In fluid dynamics, the Taylor–Couette flow consists of a viscous fluid confined in the gap between two rotating cylinders. For low angular velocities, measured by the Reynolds number Re, the flow is steady and purely azimuthal. This basic state is known as circular Couette flow, after Maurice Marie Alfred Couette who used this experimental device as a means to measure viscosity. Sir Geoffrey Ingram Taylor investigated the stability of the Couette flow in a ground-breaking paper which has been a cornerstone in the development of hydrodynamic stability theory and the no-slip boundary condition which was not accepted completely at that time by the scientific community at that time was once and for all settled.
Taylor showed that when the angular velocity of the inner cylinder is increased above a certain threshold, Couette flow becomes unstable and a secondary steady state characterized by axisymmetric toroidal vortices, known as Taylor vortex flow, emerges. Subsequently increasing the angular speed of the cylinder the system undergoes a progression of instabilities which lead to states with greater spatio-temporal complexity, with the next state being called as wavy vortex flow. If the two cylinders rotate in opposite sense then spiral vortex flow arises. Beyond a certain Reynolds number there is the onset of turbulence.

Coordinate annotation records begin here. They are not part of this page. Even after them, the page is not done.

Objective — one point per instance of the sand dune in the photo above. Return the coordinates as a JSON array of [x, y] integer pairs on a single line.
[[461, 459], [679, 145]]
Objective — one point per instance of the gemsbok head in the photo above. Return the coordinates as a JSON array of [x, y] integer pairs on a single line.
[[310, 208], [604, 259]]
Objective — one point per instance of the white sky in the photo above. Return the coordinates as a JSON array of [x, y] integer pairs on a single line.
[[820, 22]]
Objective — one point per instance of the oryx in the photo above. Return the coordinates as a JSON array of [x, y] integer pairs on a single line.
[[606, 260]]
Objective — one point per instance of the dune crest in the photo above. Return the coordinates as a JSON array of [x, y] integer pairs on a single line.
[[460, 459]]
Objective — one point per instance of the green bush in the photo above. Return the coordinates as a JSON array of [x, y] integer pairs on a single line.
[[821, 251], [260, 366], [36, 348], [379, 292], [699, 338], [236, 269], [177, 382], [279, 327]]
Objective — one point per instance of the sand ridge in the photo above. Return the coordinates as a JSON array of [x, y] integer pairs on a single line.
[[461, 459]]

Circular Couette flow has wide applications ranging from desalination to magnetohydrodynamics and also in viscosimetric analysis. Furthermore, when the liquid is allowed to flow in the annular space of two rotating cylinders along with the application of a pressure gradient then a flow called Taylor–Dean flow arises. Different flow regimes have been categorized over the years including twisted Taylor vortices, wavy outflow boundaries, etc. It has been a well researched and documented flow in fluid dynamics.